In Memphis, we realized the congregations had learned not to trust, and we gradually earned their trust by being trustworthy. The congregations learned their generosity and care was not wasted. Together, we were able to demonstrate something great. And we continually give them credit for their great contribution.
What is it about CareNet Counseling, in particular, that is attractive to you?
CareNet is a national leader in the whole field of spiritually sensitive counseling. CareNet has specific licensed skills that enhance the lives of thousands a year. They are finding the path for the next generation of practitioners. We have an enormous opportunity to lead the nation by doing, not talking. It fits into the core competence of health – recognizing the complex nature of human beings.
CareNet provides specific services, but it is just the tip of the iceberg of the partnership relevant to the lives of the patients and community centers. We already have a scattering of hubs around which congregational networks could be built.
North Carolina looks wealthy compared to Memphis, but the unemployment rate is high. It doesn’t look broken on the outside, but there is deep anxiety, fear and disparity. We can’t just treat that with a pill. The primary healing will be through relationships.
How does mental health/behavioral therapy fit into or expand the Memphis model?
I am not a mental health professional, though I have served as the Chair of the Board for the World Counseling Services. I believe that the physical, social, mental and spiritual aspects of a person are not separable. They are integrated, and it is how we describe the health of life. CareNet has always understood the danger of being contained – as just a mental health provider.
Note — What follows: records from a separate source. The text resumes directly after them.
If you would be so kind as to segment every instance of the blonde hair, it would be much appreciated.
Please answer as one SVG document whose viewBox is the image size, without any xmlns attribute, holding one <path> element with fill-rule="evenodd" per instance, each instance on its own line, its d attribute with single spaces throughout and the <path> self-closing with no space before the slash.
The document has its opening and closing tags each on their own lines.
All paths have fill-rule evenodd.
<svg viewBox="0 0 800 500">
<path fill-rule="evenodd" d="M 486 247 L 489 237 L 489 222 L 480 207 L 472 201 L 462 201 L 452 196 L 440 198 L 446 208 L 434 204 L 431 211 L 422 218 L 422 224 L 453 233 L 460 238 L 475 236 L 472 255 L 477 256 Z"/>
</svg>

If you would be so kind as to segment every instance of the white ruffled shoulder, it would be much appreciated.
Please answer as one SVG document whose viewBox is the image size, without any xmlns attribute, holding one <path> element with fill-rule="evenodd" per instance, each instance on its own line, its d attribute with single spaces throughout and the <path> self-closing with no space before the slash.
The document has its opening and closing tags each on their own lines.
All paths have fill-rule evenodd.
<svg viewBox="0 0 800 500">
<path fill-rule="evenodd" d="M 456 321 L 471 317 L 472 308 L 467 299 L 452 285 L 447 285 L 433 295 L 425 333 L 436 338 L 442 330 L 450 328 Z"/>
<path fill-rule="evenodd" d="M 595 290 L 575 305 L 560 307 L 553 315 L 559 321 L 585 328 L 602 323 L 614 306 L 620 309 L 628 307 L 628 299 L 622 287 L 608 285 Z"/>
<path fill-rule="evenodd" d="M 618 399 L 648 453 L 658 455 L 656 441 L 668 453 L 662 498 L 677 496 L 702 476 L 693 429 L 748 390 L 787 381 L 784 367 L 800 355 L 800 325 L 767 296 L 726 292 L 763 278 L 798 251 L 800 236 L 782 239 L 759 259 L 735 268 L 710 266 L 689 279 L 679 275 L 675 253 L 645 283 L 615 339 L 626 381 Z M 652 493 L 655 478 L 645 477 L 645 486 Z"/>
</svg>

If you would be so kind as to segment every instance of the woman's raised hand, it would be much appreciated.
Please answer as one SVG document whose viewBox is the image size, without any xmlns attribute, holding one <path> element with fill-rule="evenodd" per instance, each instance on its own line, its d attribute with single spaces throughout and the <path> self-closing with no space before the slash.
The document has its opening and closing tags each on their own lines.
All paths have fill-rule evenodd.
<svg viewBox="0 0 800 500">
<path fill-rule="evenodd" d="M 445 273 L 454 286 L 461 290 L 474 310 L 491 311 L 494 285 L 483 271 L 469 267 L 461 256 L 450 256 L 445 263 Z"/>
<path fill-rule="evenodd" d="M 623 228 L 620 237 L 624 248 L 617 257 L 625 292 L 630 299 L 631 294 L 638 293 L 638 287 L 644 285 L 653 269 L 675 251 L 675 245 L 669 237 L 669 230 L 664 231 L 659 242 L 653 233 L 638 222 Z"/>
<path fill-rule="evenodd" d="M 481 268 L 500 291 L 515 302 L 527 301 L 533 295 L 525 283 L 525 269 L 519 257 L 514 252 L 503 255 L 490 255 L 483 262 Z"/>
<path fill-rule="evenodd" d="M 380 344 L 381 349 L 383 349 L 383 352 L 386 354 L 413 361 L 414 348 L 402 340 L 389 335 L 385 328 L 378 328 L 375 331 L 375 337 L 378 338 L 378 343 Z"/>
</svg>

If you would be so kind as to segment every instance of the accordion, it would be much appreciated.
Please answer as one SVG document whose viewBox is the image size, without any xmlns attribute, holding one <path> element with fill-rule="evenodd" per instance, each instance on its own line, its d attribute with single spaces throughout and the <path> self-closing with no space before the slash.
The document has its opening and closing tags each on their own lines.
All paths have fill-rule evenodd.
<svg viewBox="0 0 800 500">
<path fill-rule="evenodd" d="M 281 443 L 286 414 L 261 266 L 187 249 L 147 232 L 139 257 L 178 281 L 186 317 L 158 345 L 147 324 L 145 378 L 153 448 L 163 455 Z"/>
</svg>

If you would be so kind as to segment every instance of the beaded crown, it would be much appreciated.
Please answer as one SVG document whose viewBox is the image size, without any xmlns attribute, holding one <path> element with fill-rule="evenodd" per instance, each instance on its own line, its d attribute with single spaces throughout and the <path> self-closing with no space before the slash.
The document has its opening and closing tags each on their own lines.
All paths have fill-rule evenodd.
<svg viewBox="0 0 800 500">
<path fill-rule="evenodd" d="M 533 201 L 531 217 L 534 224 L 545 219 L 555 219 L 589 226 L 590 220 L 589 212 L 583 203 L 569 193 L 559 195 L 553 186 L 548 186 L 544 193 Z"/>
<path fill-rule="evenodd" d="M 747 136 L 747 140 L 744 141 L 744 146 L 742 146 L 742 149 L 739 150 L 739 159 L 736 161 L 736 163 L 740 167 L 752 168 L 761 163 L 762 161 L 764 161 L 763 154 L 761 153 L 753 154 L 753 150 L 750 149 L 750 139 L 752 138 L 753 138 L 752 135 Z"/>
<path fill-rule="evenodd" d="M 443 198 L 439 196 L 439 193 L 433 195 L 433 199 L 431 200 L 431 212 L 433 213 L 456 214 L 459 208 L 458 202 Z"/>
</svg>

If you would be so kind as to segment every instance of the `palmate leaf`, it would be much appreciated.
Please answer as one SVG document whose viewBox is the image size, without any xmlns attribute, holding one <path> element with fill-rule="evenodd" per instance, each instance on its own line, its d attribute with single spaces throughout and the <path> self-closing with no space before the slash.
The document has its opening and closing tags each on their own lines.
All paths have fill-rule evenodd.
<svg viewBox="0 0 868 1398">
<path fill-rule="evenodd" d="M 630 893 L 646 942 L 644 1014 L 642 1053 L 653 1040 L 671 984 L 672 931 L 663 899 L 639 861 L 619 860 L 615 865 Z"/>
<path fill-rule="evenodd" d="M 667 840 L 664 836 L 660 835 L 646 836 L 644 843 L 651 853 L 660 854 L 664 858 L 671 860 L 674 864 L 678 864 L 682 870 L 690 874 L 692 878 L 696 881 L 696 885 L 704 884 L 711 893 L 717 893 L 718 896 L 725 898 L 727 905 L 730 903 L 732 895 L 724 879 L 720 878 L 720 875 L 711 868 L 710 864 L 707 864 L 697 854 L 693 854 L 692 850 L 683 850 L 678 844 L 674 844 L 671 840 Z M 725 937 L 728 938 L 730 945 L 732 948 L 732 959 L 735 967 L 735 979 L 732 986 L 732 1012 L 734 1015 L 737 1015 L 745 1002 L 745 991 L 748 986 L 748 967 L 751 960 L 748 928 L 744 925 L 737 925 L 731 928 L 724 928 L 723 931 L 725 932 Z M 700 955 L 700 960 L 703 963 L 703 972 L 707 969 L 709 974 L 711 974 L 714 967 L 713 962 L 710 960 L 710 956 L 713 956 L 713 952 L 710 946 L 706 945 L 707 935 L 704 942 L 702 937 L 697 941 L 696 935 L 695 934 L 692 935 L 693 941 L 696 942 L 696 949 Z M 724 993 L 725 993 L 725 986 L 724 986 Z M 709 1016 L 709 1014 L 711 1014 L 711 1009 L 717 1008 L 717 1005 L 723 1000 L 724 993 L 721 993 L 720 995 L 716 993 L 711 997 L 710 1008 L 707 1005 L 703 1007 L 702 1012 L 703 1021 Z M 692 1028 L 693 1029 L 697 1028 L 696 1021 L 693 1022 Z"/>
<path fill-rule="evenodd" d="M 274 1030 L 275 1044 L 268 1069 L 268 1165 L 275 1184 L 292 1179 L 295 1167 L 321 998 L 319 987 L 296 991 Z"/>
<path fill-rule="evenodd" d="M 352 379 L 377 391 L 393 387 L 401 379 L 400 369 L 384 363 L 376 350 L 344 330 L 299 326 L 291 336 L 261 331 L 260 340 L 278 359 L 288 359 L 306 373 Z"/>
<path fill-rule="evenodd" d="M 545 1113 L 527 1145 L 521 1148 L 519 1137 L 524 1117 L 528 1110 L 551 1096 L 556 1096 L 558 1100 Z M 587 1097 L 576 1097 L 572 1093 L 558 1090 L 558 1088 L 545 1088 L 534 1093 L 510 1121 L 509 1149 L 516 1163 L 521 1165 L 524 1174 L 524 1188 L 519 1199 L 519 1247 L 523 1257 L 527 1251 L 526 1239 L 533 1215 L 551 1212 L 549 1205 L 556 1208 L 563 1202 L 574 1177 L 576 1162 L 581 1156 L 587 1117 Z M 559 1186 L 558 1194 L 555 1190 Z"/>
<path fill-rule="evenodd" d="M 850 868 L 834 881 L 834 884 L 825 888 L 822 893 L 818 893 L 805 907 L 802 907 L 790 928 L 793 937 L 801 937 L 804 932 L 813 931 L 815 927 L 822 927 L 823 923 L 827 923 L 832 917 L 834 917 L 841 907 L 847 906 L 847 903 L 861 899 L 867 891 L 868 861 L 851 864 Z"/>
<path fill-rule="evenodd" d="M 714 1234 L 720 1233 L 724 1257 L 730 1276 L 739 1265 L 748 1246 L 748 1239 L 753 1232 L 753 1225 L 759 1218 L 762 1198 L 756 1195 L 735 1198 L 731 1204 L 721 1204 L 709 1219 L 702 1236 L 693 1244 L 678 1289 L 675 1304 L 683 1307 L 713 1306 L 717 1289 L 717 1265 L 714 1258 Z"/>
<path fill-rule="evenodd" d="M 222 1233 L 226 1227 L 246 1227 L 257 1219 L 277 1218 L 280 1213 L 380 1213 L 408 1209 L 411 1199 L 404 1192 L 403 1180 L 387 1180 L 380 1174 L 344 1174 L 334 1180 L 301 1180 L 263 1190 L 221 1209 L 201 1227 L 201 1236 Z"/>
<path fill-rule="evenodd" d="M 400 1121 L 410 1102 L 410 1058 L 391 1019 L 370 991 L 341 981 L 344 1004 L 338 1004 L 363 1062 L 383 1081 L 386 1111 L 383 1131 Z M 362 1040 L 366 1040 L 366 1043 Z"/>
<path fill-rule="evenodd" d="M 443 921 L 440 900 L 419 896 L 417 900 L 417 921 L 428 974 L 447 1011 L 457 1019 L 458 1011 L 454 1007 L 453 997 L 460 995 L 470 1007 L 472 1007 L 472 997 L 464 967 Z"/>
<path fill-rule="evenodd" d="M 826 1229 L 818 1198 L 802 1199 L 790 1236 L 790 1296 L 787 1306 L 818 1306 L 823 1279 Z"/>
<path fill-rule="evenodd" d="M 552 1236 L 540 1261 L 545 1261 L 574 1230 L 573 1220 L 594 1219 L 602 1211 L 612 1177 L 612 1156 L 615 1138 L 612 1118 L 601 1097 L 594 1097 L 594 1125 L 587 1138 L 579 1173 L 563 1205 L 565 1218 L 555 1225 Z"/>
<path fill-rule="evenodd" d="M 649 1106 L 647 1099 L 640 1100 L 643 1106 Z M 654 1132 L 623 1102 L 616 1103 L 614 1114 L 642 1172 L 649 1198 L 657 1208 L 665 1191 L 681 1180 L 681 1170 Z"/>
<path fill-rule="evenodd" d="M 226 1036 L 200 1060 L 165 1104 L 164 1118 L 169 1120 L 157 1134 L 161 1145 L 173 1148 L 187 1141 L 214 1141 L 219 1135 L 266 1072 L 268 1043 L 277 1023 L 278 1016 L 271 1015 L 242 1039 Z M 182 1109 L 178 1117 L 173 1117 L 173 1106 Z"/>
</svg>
As the model of health shifts to a more holistic, integrated model, CareNet will become even more useful for the whole, the breadth of the system. CareNet models the sophisticated, holistic model, as it becomes mainstream. Carenet is showing, not just describing, how to live this out.
Any final thoughts?
What is the congregation’s role in health? We are “path-finding,” not just providers of a specific service. Our partners will teach us how. I believe this will unfold rapidly with the collective energy at Wake Forest Baptist Health and the Faith and Health Ministry partners. There is good work that is about to happen.
About Gary Gunderson
Rev. Gary Gunderson, MDiv, Dmin, DDiv (Honorary) graduated from Wake Forest University with a BA in History in 1973, ran a construction company and then went to seminary at Emory University. On graduation he initiated a ministry in the basement of Oakhurst Baptist Church called Seeds, which mobilized and equipped congregations and religious networks around hunger. That led his curiosity to focus on Africa and ways of generating socially relevant economic development. This led to The Carter Center and its Africa Program of democratization. The Center established the Interfaith Health Program in 1992 which under Gary’s leadership developed a new paradigm for religion and the health of the public. Gunderson was one of the three principals who launched the Africa Religious Health Assets Program in 2002 which has developed a new language and logic finding traction among global organizations from WHO to the Gates Foundation. He served seven years as Senior Vice President of Methodist LeBonheur Healthcare in Memphis, TN and helped invent the “Memphis Model” of very large scale congregational networks which has attracted White House and HHS interest as it now serves as the secretariat for a network of health systems, including Wake Forest Baptist Medical Center seeing to serve the poor and transform their communities. He became Vice President at the Wake Forest Baptist Medical Center in July 2012. He has authored five books, most recently Religion and the Health of the Public: Shifting the Paradigm (Palgrave, 2012). He is Professor of Public Health Science at the Medical Center and Professor of Faith and the Health of the Public in the School of Divinity.